Creative Europe 2021-2027: what is next
In May 2018, the European Commission published its proposal for the post-2020 Multiannual Financial Framework, including the Creative Europe programme 2021-2027. In the proposal, its budget amounts to € 1 642 million (the budget of the current one is € 1 403 million).
The Budget Committee proposed € 2 806 million for the programme, and this position was confirmed in the Parliament’s resolution on 14 November 2018.
The European Parlimant's Creative Europe report (by rapporteur Silvia Costa, S&D) was unanimously adopted in the Culture Committee on the 20th of February. The rapporteur put forward the recognition of the intrinstic value of culture, double increase of the budget, safeguarding the freedom of artistic expression, mobility of artists and circulation of works.
Both the Parliament and the Commission have expressed their willingness to make an effort to reach agreement on the package before the May 2019 European elections.
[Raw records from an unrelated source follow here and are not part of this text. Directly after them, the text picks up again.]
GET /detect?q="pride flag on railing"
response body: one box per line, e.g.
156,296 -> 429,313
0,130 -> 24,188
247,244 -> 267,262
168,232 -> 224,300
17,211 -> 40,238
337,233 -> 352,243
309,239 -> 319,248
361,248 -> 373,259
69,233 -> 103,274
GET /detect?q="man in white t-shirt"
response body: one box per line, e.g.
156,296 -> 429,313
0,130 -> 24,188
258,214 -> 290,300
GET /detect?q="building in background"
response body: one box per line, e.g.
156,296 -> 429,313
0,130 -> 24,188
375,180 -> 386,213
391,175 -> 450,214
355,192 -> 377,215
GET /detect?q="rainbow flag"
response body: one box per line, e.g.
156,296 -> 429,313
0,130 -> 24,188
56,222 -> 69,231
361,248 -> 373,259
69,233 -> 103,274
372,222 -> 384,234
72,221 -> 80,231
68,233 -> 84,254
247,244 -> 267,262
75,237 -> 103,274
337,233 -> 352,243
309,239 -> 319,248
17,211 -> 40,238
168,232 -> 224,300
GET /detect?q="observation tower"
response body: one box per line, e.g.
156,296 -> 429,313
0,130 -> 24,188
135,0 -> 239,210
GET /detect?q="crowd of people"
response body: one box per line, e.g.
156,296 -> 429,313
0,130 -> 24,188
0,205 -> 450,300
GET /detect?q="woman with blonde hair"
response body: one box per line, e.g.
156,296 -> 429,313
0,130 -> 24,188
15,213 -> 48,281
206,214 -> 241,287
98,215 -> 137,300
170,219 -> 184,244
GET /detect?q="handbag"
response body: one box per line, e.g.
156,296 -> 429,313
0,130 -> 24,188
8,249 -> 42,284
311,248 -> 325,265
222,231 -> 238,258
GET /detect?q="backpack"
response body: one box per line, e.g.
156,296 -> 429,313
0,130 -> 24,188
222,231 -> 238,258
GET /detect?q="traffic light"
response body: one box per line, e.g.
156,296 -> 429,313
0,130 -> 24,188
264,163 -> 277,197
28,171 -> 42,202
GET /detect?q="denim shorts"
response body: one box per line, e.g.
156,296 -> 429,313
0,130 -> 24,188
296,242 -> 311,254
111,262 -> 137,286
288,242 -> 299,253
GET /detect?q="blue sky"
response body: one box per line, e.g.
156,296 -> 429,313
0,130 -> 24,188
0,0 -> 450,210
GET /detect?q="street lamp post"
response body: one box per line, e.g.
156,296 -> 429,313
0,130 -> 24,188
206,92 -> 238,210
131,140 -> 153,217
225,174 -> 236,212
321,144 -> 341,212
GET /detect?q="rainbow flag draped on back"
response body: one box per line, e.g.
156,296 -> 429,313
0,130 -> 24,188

Meeting this deadline would help allow the new programmes to start without delay on 1 January 2021. However, on 13 December 2018 the European Council decided to continue work at the level of the Council with a view to achieving an agreement only in autumn 2019.
The Austrian Presidency of the Council has put forward the Partial general approach* on the future Creative Europe, which will be the guiding document for the Council's position during the negotiations with the European Parliament and the Commission in autumn 2019. All provisions with budgetary implications have been set aside in the document pending further progress on the MFF negotiations.
On 7 February, the Committee of the Regions also issued its opinion on Creative Europe and the new Agenda for Culture.
At this point, you can reach out to your national Ministers of Finances and Foreign Affairs and convince them that Creative Europe should continue in 2021-2027 and support many more projects than it currently does. You can use the template letters we drafted for you: in English, French and Portuguese.
*Once a Commission proposal has been received by the Council, the text is examined simultaneously by the Council and the European Parliament. This examination is known as a 'reading'. There can be up to three readings before the Council and the Parliament agree on or reject a legislative proposal.
The Council may sometimes adopt a political agreement pending first reading position of the Parliament, also known as a 'general approach'. A general approach agreed in the Council can help to speed up the legislative procedure and even facilitate an agreement between the two institutions.